As one of Britain’s longest distance trains prepares for the arrival of new rolling stock, Ben Jones takes a trip on LNER’s ‘Highland Chieftain’ to experience the changing atmosphere onboard as it speeds north.
Eight hours, 580 miles, two countries, two sets of crews and a clientele ranging from muddy hikers to movie stars and royalty; LNER’s ‘Highland Chieftain’ is a unique operation for many reasons.
Named trains always feel special, but this one is much more than just the 12.00 off ‘The Cross’. It provides a vital connection between London, Edinburgh and the Highlands, a social and economic thread that supports cities, towns and villages along the route and supports a booming Scottish tourist industry.
Anglo-Scottish traffic has been vital to railway companies since the mid-19th century when the piecemeal construction of the two main lines to the North was completed and through trains started to operate. From the outset, railway companies competed fiercely for this lucrative business, transporting the aristocracy, wealthy families and their entourages to Scotland for hunting and fishing.
Comfort and speed were key to winning this traffic, and over the years both day and night trains became ever more luxurious, and heavier.

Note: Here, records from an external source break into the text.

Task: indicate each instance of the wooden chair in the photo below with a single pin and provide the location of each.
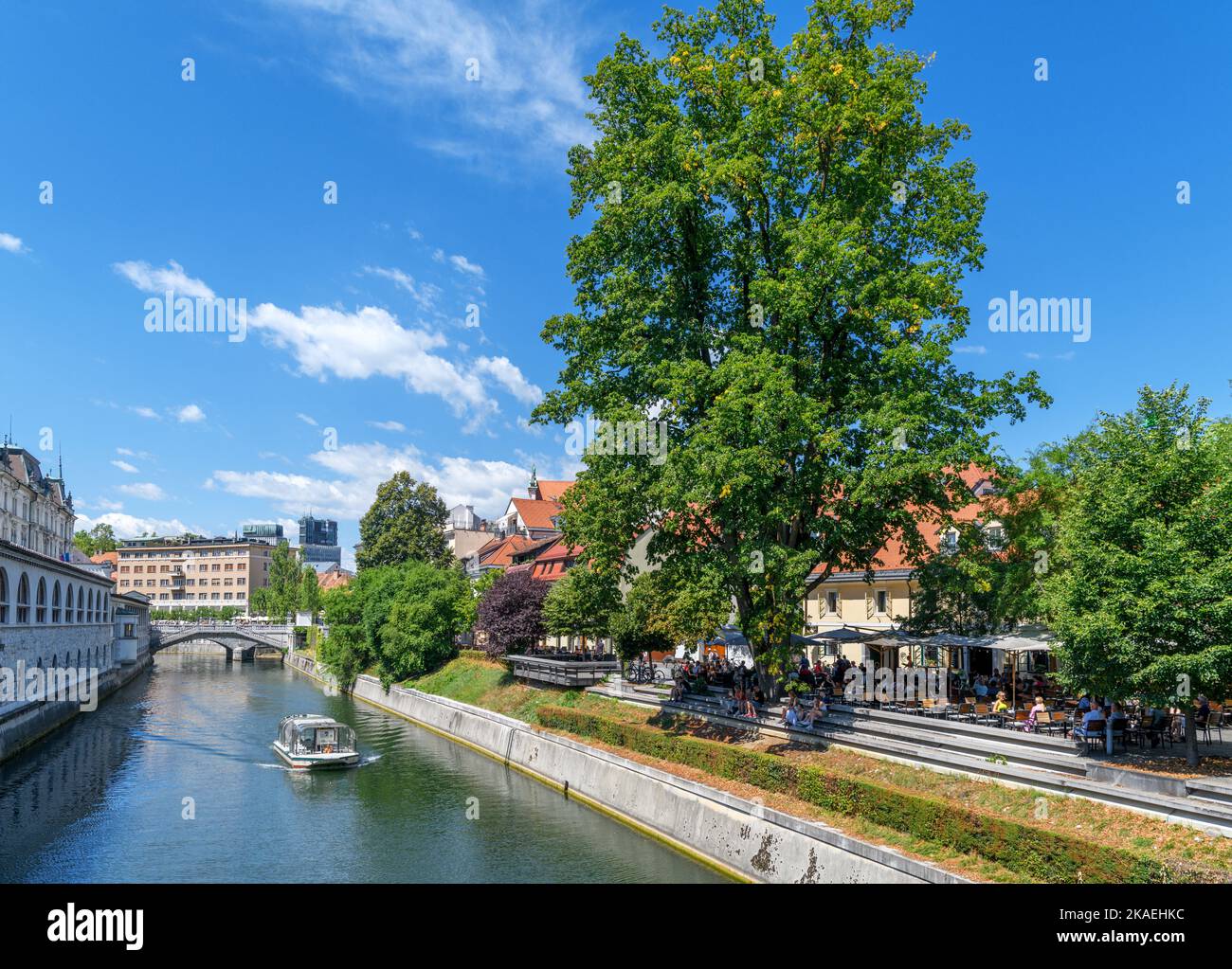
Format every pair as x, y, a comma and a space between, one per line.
1095, 735
1214, 722
1120, 727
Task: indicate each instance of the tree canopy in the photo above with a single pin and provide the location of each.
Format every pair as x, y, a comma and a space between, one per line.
583, 602
1140, 583
100, 538
406, 522
772, 276
510, 615
401, 620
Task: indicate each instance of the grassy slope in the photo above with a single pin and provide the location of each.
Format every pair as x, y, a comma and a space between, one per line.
489, 685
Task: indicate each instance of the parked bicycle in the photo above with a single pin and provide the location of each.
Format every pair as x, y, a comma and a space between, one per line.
644, 673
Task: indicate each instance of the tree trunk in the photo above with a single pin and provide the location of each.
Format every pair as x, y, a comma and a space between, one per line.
1191, 739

Most famous of them all is the East Coast Main Line’s ‘Flying Scotsman’, which began in 1862 and is still one of LNER’s flagship trains. The ‘Chieftain’ is, by comparison, a mere toddler, having been launched by BR’s Inter-City sector in May 1984.

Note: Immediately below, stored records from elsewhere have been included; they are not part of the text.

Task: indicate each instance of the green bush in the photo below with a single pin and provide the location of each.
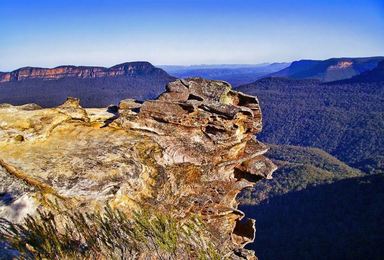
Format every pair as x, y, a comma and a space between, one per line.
108, 235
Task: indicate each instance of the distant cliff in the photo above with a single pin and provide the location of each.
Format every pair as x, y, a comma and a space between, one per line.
328, 70
129, 69
187, 154
95, 86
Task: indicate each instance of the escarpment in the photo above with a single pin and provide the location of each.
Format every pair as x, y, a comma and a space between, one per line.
124, 69
189, 152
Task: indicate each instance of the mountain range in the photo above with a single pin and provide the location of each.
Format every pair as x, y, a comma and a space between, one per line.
324, 121
95, 86
328, 70
235, 74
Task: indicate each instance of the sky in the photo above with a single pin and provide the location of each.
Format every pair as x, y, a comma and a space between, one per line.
48, 33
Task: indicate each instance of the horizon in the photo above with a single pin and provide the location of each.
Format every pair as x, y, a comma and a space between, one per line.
187, 33
192, 65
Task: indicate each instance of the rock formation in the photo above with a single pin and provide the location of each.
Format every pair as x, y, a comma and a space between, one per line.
191, 151
124, 69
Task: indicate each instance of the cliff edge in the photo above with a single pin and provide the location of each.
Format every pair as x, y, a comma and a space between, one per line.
189, 152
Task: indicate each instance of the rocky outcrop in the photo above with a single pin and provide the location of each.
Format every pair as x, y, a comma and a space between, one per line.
191, 151
124, 69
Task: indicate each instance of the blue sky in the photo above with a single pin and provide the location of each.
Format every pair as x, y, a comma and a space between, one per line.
101, 32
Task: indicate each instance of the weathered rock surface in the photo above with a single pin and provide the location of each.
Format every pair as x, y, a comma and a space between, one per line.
191, 151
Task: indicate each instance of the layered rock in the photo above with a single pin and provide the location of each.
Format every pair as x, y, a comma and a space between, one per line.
125, 69
191, 151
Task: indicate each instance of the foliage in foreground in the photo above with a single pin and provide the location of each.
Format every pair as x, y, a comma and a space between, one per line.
108, 235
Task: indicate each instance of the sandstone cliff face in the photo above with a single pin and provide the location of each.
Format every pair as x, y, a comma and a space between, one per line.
191, 151
125, 69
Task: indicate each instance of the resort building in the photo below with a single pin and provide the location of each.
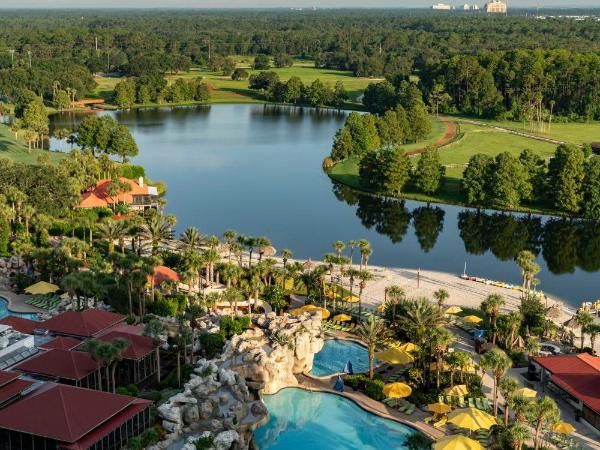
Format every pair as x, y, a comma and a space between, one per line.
576, 380
60, 417
496, 7
82, 324
139, 196
63, 366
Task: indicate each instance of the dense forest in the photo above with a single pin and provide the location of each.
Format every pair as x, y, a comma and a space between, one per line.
515, 67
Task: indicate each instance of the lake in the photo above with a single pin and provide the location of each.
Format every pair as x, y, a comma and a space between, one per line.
257, 169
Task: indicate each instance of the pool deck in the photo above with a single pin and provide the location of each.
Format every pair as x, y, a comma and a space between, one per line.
374, 407
16, 303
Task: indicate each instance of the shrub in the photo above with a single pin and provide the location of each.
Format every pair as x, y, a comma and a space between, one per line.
211, 344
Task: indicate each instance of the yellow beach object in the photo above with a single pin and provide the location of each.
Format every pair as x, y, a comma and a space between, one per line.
472, 419
457, 391
526, 392
408, 347
439, 408
394, 356
397, 390
456, 442
563, 427
342, 318
453, 310
42, 288
472, 319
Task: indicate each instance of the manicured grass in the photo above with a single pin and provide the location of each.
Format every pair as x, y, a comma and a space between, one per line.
226, 90
17, 150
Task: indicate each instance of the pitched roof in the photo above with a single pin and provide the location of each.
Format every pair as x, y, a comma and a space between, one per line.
63, 413
64, 364
579, 375
61, 343
20, 324
139, 346
86, 323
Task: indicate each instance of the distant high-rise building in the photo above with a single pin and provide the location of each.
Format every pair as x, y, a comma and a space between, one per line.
496, 6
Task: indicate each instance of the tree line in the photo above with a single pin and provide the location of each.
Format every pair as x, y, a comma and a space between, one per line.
569, 183
155, 89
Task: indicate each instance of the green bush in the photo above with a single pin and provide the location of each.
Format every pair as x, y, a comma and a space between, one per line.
211, 344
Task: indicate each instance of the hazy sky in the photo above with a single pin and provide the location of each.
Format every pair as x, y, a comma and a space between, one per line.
273, 3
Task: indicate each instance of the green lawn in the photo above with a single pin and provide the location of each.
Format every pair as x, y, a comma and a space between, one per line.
225, 90
17, 150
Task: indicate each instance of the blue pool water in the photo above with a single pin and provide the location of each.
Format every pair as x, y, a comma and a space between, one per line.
4, 311
336, 353
301, 420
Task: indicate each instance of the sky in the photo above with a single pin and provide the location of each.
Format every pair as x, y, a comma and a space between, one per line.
275, 3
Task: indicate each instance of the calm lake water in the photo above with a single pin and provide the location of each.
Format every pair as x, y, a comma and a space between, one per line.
257, 169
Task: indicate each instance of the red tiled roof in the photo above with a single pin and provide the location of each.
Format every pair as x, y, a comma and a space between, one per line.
6, 377
13, 389
579, 375
139, 346
61, 343
86, 323
162, 274
65, 364
20, 324
64, 413
99, 197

Over the decades, thanks to faster and more frequent trains, long-distance rail travel has become a somewhat more democratic affair, and while the tweed-clad aristocracy is no longer in evidence, trains to and from Scotland are busier than ever.
Today, LNER carries more than four million passengers a year on its Anglo-Scottish trains. On a hot Friday in mid-August, with the Edinburgh Festival in full swing, it feels like a high percentage of those are on our HST as it heads north!
Walking across the concourse at King’s Cross, the changing face of LNER is illustrated by a sleek Class 800 ‘Azuma’ mingling with the familiar HSTs and InterCity 225 sets. Only the train information boards give any clue to the unique place of the 12.00 departure among the many other LNER trains heading north every day. Walking up to the country end of the platforms, I’m delighted to see that the leading power car today is No. 43308 – complete with Highland Chieftain nameplates. Its partner is No. 43309. Both are East Coast Main Line veterans dating from late 1978.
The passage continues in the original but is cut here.